«El ritmo trae la vida.» Fue Rudolf Steiner quien le dijo esta frase al químico Rudolf Hauschka a principios del siglo XX, según recoge el propio archivo histórico de la marca, y esa idea, aparentemente sencilla, terminó dando forma a todo un método de elaboración cosmética. Pero la frase va mucho más allá de un laboratorio: habla de algo que reconocemos, aunque no siempre le prestemos atención, en cualquier forma de vida.

Un ritmo que sostiene la vida

Casi todo lo que sostiene la vida se mueve en ciclos: el latido del corazón, la respiración, el día y la noche, las estaciones. Ninguno de estos procesos es constante ni lineal —todos alternan, se contraen y se expanden, avanzan y se retiran. La tradición que inspira este método lee en esa alternancia algo más que una curiosidad biológica: la condición misma para que haya vida. Algo que permanece activo sin pausa tiende a agotarse; lo que respira en ciclos, en cambio, se regenera.
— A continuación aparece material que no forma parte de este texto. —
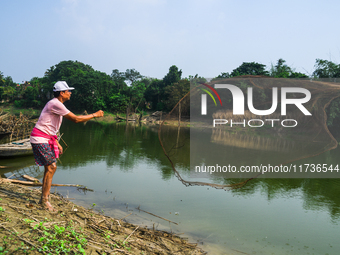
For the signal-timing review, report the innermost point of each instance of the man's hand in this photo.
(98, 114)
(60, 149)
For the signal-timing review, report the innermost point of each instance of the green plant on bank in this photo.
(60, 239)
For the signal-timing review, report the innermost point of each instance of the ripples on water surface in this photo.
(127, 168)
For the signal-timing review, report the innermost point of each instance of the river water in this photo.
(127, 169)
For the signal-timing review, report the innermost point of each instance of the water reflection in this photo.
(126, 167)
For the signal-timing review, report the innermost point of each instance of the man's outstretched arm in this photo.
(83, 118)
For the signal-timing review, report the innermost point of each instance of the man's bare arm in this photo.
(83, 118)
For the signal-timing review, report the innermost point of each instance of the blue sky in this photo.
(200, 37)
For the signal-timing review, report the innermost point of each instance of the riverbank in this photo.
(29, 229)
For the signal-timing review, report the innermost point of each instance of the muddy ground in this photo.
(26, 228)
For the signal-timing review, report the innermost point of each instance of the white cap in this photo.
(61, 86)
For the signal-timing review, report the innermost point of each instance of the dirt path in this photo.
(28, 229)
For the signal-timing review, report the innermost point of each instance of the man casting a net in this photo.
(44, 140)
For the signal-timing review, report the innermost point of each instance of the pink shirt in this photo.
(50, 120)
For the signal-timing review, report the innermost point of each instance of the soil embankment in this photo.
(26, 228)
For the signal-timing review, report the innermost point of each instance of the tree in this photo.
(132, 75)
(281, 70)
(326, 69)
(174, 75)
(118, 78)
(223, 76)
(176, 92)
(249, 68)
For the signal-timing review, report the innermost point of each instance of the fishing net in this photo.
(205, 137)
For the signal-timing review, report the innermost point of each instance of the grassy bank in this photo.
(29, 229)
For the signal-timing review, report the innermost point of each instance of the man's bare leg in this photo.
(47, 183)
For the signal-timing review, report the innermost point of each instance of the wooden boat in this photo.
(16, 148)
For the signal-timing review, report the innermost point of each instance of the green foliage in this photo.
(333, 112)
(326, 69)
(60, 239)
(281, 70)
(174, 75)
(176, 92)
(249, 68)
(223, 75)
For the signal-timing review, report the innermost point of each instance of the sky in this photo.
(204, 37)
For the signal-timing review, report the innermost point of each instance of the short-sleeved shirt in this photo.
(50, 119)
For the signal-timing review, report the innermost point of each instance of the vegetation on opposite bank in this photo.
(130, 92)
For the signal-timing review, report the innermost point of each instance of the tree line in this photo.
(131, 91)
También lo confirma la ciencia del ritmo

La cronobiología, la ciencia que estudia los ritmos biológicos, llega a una conclusión parecida por otro camino: el organismo humano tiene un auténtico «cuerpo temporal» hecho de ritmos —hormonales, de temperatura, del sueño y la vigilia— que interactúan entre sí. Y buena parte del malestar contemporáneo, el agotamiento, el burnout, parece nacer precisamente de la pérdida de ese ritmo: de vivir en un solo tiempo, siempre acelerado, sin alternar actividad con reposo. Ya escribí sobre esto con más detalle en por qué el cuerpo necesita alternar, no solo descansar.

El ritmo, en distintas capas de la vida

Esta idea no se queda solo en la teoría: atraviesa, de forma muy concreta, la cosmética con la que trabajo. Ya hablé de cómo se elaboran los productos Dr. Hauschka, alternando luz y oscuridad, calor y frío. Y las ampollas nocturnas de 28 días siguen exactamente el mismo principio, aplicado al ciclo de renovación de la piel.

El ritmo como forma de trabajar

Cuanto más lo pienso, menos me parece casualidad que todo mi trabajo esté construido sobre esta misma idea. El facial Dr. Hauschka avanza por fases, nunca de golpe. El masaje Pressel pide, literalmente, una noche entre sesión y sesión: el cuerpo necesita ese tiempo para que el efecto se asiente. Ninguna sesión mía busca un resultado inmediato. Busca, más bien, acompañar un ritmo que ya está ahí, y que solo necesita espacio para hacer su trabajo.

Este artículo es de carácter informativo. El masaje Pressel es una terapia corporal de bienestar y prevención. Los tratamientos faciales son servicios de cuidado y bienestar de la piel. No sustituyen el diagnóstico ni el tratamiento médico.